You can take simple pain killers for the pain if it is bad and interfering with your life. Try paracetamol first as side-effects are rare at the correct dosage. If this does not work your doctor may prescribe stronger pain killers or anti-inflammatory medicines if these are considered to be safe for you.

If the toe remains very painful, it may be worth injecting some steroid mixed with local anaesthetic into the joint. This reduces the inflammation of the lining of the joint. The injection is usually performed under ultrasound control by a radiologist. An injection can last anything from 18 minutes to 18 months depending on your circumstances and should be discussed with your doctor so they can predict the likelihood of success. Remember the injection does not cure the problem, but settles down the symptoms.

Operative Management of Hallux Rigidus

If none of the above treatments help, you may consider surgery. You would be best off discussing this with an orthopaedic foot and ankle surgeon. There are five main operations for hallux rigidus:

Cheilectomy: If there are large bone spurs on the top of the joint, then removing these can help improve the range of motion and reduce the pain. This involves trimming the bone on the top of the toe and is called a cheilectomy. Most people who have a cheilectomy get less pain and a useful improvement. In about 75% this improvement is long term. If there is arthritis in the rest of the toe and in particular between the big toe bone and the sesamoids (pea shaped bones that sit under the big toe) then a cheilectomy usually will not work and can make symptoms worse.

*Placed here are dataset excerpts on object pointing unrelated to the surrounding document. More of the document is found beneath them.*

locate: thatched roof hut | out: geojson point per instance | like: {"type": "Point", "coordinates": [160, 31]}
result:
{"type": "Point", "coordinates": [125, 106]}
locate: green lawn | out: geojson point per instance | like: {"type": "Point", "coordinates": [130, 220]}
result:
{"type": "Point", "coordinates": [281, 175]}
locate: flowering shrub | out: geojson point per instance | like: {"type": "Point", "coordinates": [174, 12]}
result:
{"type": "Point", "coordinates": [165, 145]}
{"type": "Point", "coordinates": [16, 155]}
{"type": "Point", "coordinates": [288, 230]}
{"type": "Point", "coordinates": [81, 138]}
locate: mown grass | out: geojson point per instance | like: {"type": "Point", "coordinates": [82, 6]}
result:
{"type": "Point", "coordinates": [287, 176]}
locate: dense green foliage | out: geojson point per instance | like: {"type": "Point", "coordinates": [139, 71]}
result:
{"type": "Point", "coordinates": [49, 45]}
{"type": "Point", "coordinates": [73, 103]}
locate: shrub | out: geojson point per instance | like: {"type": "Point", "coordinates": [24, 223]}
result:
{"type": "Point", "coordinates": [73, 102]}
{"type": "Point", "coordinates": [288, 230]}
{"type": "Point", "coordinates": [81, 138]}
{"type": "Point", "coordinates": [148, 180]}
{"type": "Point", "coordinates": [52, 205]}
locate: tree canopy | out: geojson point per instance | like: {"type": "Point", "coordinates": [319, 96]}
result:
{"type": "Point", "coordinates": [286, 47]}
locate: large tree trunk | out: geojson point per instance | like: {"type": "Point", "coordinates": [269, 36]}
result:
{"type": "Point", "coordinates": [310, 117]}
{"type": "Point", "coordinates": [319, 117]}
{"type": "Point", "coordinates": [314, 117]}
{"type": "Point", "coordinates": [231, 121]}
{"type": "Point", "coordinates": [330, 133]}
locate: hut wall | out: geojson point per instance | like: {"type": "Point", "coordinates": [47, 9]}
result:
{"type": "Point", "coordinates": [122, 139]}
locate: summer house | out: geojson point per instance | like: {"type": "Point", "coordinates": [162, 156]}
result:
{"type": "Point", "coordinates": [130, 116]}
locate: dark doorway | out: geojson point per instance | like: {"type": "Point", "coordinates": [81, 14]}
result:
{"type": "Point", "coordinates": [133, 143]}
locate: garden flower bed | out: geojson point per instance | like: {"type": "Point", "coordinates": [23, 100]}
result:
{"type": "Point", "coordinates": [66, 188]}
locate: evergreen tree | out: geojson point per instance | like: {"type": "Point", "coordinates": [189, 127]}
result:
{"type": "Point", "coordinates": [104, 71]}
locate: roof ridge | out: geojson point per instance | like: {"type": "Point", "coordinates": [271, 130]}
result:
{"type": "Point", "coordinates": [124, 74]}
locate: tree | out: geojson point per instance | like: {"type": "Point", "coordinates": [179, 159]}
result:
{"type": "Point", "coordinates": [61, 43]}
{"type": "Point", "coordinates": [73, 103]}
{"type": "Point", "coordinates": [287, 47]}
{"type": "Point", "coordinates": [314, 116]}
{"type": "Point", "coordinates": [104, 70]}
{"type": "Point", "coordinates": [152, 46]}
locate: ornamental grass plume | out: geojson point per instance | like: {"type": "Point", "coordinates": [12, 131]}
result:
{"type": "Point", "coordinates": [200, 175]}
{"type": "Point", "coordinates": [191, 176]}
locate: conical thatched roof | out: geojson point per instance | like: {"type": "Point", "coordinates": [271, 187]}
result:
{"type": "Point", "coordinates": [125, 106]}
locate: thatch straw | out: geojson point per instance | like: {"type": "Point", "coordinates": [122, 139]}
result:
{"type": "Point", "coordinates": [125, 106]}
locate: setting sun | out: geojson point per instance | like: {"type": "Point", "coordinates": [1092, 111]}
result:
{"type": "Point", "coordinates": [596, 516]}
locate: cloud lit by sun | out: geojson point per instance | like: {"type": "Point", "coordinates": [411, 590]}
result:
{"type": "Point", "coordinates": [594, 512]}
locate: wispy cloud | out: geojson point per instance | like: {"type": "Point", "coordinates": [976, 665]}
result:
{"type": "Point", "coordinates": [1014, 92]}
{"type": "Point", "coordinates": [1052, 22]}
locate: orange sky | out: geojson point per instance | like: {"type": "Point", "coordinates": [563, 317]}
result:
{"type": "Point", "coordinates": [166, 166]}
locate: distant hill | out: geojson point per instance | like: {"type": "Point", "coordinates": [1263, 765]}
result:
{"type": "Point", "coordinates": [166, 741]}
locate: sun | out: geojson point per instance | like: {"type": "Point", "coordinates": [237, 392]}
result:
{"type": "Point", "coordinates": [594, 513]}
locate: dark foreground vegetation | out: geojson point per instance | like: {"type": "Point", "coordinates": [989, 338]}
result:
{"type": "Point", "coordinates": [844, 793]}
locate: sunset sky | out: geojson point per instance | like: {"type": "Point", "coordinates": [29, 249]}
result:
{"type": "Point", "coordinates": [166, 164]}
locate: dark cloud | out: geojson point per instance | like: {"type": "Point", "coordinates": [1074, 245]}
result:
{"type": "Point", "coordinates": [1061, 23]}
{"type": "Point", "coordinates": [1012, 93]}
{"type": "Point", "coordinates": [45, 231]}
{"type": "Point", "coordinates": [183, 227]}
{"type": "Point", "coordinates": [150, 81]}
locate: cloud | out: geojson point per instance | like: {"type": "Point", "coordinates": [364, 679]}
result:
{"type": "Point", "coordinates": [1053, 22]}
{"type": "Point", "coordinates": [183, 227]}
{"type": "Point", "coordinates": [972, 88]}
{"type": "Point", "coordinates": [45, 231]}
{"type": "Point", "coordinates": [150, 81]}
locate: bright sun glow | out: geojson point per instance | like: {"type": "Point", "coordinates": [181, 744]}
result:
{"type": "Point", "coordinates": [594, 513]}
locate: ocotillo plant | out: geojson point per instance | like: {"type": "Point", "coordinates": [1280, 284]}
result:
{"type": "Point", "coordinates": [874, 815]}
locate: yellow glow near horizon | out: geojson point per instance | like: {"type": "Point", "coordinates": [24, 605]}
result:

Joint Fusion: In young fit people, especially those doing heavy jobs, a fusion of the joint is  recommended. This removes the painful joint and stiffens it completely and gets rid of the pain in nearly all patients. However, the toe is stiffer than before and the choice of shoes is more limited, in particular high heels in females. A few people will go on to get arthritis of the small joint in the middle of the toe after a fusion, but this is not usually a problem. Lleyton Hewitt, the International Tennis player had his big toe fused in 2012 and continues to play tennis.

 

 

 

 

 

 

 

 

 

 

 

 

 

 

Joint Replacement: There are a number of joint replacements available, although they are only appropriate in certain patients. As with all joint replacements, there are risks with the procedure. In particular there is a risk that the new joint may loosen or wear out, or develop bone cysts around it. If these complications occured then revision would be a more complex procedure and can leave you worse off.  Details should be discussed with your surgeon.

Partial Joint Replacement: There is a newer procedure known as Cartiva Synthetic Cartilage Implant (SCI) which is made from polyvinyl alcohol (PVA), a material that has a long track record in clinical use. The Cartiva SCI resurfaces just one side of the joint and places what looks like a “wine gum” into the end of the metatarsal head to give back shock absorbing capacity to the toe. Cartiva SCI has been approved for use outside the United States since 2002 and is available in Europe, Canada and Brazil. Over 4,000 implants have been used to date and a recent FDA study was reported by the company on 197 patients across 12 centres (in the UK led from the Royal National Orthopaedic Hospital NHS Trust). The study suggests that Cartiva SCI is as safe and effective as toe fusion, the gold standard treatment. What is not known is the long term results of Cartiva SCI. It is also important to understand that the study was carried out in straight toes with hallux rigidus and not toes with hallux valgus. In toes with hallux valgus it is unlikely to work.